Craig Sweat and his partners operated a fleet of “Uncle Budd” trucks which were seized in September. He says they did not sell marijuana, but rather gave it to people who donated. Despite the seizure, he doubts that the authorities want to carry out a general dismantling of illegal stores; it would amount to “criminalizing marijuana again,” he says.
The state Senate passed a proposal in June to increase fines for illicit sales and make unlicensed sales a criminal offence. The measure has stalled in the Assembly, but the sponsor, Senator Liz Krueger, a Democrat, says she is “optimistic” the issue will be resolved next year.

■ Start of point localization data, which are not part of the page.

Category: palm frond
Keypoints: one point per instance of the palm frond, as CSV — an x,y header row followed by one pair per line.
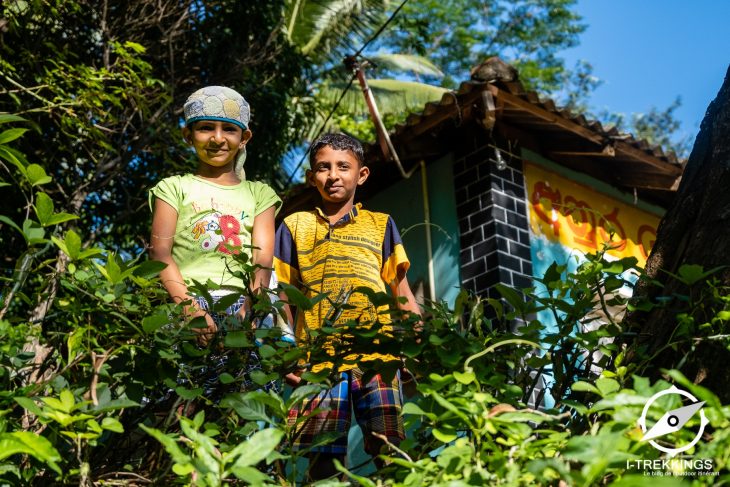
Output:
x,y
392,96
323,28
406,63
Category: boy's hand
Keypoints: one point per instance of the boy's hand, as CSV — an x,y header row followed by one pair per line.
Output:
x,y
408,383
294,379
204,334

Among the dispensary candidates hoping to be approved on Monday is Jessica Naissant, who thinks she is an ideal candidate. A first-generation Haitian-American, she until recently owned a store that sold CBD, a non-intoxicating, federally legal cannabis-based chemical. She volunteers to speak to religious groups and others about the legalization of marijuana. And she has a qualifying arrest record — a 2016 pot possession charge, she said.

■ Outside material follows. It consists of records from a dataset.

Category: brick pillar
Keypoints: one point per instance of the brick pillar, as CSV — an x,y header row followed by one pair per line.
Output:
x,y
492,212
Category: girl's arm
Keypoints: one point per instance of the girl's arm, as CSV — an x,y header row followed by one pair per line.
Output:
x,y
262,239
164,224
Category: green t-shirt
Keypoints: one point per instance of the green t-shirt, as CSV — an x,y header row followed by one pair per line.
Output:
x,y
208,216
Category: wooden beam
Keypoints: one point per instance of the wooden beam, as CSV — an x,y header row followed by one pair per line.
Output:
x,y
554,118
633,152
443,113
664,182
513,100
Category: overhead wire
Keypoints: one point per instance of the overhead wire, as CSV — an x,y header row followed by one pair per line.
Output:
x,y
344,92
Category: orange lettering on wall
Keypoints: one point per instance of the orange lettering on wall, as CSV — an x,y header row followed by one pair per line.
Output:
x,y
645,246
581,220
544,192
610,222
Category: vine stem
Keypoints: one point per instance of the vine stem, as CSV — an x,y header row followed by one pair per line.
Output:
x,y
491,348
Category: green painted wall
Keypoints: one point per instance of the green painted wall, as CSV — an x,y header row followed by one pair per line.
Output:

“It was out of the question for me to pass up this chance,” said Naissant.
But now she worries about how last week’s court ruling will affect her prospects, as she has listed her native Brooklyn as her prime location.
“It’s bittersweet, that’s for sure,” she said.
Besides would-be sellers, hundreds of hemp growers who recently grew New York’s first legal marijuana crop are trying to find out when dispensaries will open to market their crop.
“They don’t really have many options but to wait and hope they don’t suffer losses,” said Dan Livingston of the Cannabis Association of New York, a trade group.
Whatever the wrinkles, New York’s approach to legalization has been praised for being innovative and emphasizing fairness, and plaintiff and cannabis lawyer Scheril Murray Powell advises patience. As COO of the Justus Foundation, she works to help long-time sellers become legal.
“They’ve waited decades for this moment to happen, and I think everyone is committed to making it happen right,” she said. “A few more months is not that long to get it right.”